Optische Filter in der Digitalfotografie
Optische Filter waren und sind in der analogen Fotografie ein
unverzichtbares Hilfsmittel um entweder Störungen von vorneherein
auszuschalten oder um bestimmte künstlerische Momente zu erzeugen. Sie
werden entweder vor das Objektiv geschraubt oder geklemmt. Durch die
digitale Fotografie kann man mit entsprechender Software einen großen Teil
dieser Effekte nachbilden und zum Teil auf elektronischem Weg eine bessere
Feinabstufung erreichen. Es ist allerdings so, daß bestimmte
Bildinformationen, die bei der Aufnahme fehlen auch nicht mehr nachträglich
durch Bildbearbeitungsproramme erzeugt werden können. Da sich die Qualität
der Objektiver aller digitalen Kameras was deren Auflösevermögen angeht
gewaltig verbessert hat, sollte man auch darauf achten nur hochwertige
Filter zu verwenden um nicht durch einen minderwertig verarbeiteten Filter
auch minderwertige Qualität zu produzieren. Da diese Filter nicht gerade
billig sind, muß sich gerade der "Beginner" ernsthaft darüber Gedanken
machen zu welchem Zweck er Filter einsetzen möchte und wie oft er sie
eigentlich braucht. Bei allen Filtern ist unbedingt darauf zu achten, daß
sie ohne Fuseln und andere Verunreinigungen aufgeschraubt werden.

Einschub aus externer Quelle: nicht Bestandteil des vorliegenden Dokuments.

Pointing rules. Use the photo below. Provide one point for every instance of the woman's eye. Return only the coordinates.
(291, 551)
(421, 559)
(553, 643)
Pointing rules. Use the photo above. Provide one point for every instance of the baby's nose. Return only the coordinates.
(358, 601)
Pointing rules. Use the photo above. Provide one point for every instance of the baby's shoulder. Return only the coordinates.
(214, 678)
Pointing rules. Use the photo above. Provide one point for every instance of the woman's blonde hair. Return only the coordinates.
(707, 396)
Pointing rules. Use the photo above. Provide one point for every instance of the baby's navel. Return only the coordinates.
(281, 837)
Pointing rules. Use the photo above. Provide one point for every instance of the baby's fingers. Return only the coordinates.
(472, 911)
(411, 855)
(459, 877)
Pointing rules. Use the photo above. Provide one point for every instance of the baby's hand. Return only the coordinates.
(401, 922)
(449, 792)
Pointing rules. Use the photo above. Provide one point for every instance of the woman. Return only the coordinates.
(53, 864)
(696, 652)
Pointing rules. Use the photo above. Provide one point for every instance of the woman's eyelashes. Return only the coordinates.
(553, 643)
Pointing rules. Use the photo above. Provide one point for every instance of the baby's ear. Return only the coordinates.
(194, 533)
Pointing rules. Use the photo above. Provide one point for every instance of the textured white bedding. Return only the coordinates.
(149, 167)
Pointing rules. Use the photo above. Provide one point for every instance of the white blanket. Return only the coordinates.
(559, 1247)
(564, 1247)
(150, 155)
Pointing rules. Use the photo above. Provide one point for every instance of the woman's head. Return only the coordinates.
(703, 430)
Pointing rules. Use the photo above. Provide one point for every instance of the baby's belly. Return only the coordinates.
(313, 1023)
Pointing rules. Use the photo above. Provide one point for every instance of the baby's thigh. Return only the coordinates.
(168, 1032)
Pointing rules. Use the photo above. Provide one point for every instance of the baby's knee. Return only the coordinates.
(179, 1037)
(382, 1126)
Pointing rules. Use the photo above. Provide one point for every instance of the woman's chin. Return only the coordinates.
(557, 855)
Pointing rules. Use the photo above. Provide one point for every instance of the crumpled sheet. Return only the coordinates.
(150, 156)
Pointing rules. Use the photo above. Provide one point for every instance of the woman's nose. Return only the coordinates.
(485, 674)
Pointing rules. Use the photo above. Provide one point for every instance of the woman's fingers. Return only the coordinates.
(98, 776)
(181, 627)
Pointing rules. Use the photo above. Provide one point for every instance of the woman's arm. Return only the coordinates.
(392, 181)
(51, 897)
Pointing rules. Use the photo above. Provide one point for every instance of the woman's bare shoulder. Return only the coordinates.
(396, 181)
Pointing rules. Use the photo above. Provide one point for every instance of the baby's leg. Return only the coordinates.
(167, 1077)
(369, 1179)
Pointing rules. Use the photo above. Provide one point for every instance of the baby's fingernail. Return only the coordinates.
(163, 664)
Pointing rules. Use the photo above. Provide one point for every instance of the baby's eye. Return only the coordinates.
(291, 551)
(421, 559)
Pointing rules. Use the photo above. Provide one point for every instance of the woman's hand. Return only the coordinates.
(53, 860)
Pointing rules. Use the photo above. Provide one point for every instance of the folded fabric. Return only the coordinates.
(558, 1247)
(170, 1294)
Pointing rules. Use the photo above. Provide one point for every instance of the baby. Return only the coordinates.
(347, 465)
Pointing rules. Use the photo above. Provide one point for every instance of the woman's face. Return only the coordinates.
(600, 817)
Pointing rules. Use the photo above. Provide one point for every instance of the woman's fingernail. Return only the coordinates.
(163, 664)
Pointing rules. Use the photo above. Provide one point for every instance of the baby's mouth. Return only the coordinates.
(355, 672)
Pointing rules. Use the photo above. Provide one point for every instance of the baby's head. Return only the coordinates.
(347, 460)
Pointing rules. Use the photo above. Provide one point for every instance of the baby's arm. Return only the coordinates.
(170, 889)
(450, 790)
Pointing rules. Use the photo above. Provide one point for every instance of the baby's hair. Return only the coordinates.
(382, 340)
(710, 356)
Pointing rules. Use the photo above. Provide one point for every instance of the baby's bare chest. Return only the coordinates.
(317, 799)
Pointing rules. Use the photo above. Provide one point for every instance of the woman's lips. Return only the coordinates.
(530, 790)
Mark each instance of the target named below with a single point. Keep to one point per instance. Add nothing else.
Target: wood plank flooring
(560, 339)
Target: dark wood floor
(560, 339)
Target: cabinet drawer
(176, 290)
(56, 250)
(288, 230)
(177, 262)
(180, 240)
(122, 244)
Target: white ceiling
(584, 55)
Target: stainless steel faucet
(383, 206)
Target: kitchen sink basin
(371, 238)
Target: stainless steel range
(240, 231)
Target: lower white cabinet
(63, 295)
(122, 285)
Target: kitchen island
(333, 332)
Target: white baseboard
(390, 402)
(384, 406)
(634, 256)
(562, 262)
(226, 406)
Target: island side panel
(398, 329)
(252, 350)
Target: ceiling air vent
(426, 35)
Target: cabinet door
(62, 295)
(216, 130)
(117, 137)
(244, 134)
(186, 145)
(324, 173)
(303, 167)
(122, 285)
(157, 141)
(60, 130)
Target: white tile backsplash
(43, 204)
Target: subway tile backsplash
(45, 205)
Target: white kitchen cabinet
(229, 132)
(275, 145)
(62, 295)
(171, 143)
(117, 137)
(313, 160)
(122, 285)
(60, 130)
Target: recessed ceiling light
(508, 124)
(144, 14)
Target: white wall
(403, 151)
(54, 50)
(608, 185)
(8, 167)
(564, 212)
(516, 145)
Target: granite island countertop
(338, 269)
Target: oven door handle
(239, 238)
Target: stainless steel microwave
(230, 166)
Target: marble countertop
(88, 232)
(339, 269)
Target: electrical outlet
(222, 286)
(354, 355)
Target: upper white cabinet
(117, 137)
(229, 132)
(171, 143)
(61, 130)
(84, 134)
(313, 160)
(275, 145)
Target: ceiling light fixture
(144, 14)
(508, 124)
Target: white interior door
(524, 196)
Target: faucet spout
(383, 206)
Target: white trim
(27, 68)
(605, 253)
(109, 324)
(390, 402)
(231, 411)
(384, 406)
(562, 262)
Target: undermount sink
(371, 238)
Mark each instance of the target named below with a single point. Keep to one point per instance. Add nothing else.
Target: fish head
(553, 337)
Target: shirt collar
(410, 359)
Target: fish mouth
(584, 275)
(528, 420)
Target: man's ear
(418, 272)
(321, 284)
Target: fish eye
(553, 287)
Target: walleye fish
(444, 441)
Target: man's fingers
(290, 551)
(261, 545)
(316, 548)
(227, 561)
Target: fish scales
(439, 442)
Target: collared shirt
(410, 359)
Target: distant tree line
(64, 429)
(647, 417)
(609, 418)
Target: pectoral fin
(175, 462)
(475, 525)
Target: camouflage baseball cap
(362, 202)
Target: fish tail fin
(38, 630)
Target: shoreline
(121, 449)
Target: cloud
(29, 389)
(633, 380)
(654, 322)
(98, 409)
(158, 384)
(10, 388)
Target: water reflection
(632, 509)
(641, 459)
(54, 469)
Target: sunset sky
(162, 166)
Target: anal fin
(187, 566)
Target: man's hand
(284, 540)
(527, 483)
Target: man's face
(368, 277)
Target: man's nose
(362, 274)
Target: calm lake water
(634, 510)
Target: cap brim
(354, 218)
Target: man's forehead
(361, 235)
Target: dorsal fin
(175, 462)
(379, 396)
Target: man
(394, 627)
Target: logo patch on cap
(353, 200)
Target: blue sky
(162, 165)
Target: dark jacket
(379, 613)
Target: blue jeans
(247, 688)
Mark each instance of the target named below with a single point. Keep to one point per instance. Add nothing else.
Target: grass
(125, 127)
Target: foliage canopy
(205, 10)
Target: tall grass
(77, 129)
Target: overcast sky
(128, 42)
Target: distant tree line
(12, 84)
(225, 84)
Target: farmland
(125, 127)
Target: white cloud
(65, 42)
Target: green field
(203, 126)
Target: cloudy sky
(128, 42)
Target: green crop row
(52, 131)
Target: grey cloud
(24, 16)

In der analogen Fotografie ist zum Beispiel der UV-Filter ein sehr
gebräuchlicher Filter gewesen, da der Film recht empfindlich auf
ultraviolettes Licht reagierte. Weil digitale Bildsensoren nur unwesentlich
auf ultraviolettes Licht reagieren, ist er also im Prinzip unnötig, als
Schutz der hochwertig vergüteten Frontlinse gegen Kratzer kann man ihn
allerdings benutzen, auch wenn er die Abbildungseigenschaften der
Gesamtoptik minimal verschlechtert. Ein weiterer in der digitalen Fotografie
wichtiger Filter ist der Polfilter. Auf allen nichtmetallischen Flächen,
also Glas, Wasser, Kunststoffen, können Spiegelungen entstehen, die sich
störend auf ein Bild auswirken. mit einem zirkulären Polfilter ( beeinflusst
nicht die Entfernungs-und Belichtungsmessung der Kamera) lassen sich diese
Spiegelungen beeinflußen, ja sie können, je nach Aufnahmewinkel, sogar fast
ganz verschwinden. Farben werden dadurch kräftiger und kontrastreicher
abgebildet, besonders schön zu sehen am Blau des Himmels und der Struktur
von Wolken, je nach dem in welchem Winkel man zur Sonne steht. Man sollte
aber unbedingt bedenken, daß er einige Blendenstufen in der Belichtung
nimmt. Wer softere Bilder mag, oder gerne Porträts fotografiert, der kann
sich auch noch einen Weichzeichnerfilter zulegen. Sicher gibt es bei den
entsprechenden Bildbearbeitungsprogrammen auch die Möglichkeit ein Bild "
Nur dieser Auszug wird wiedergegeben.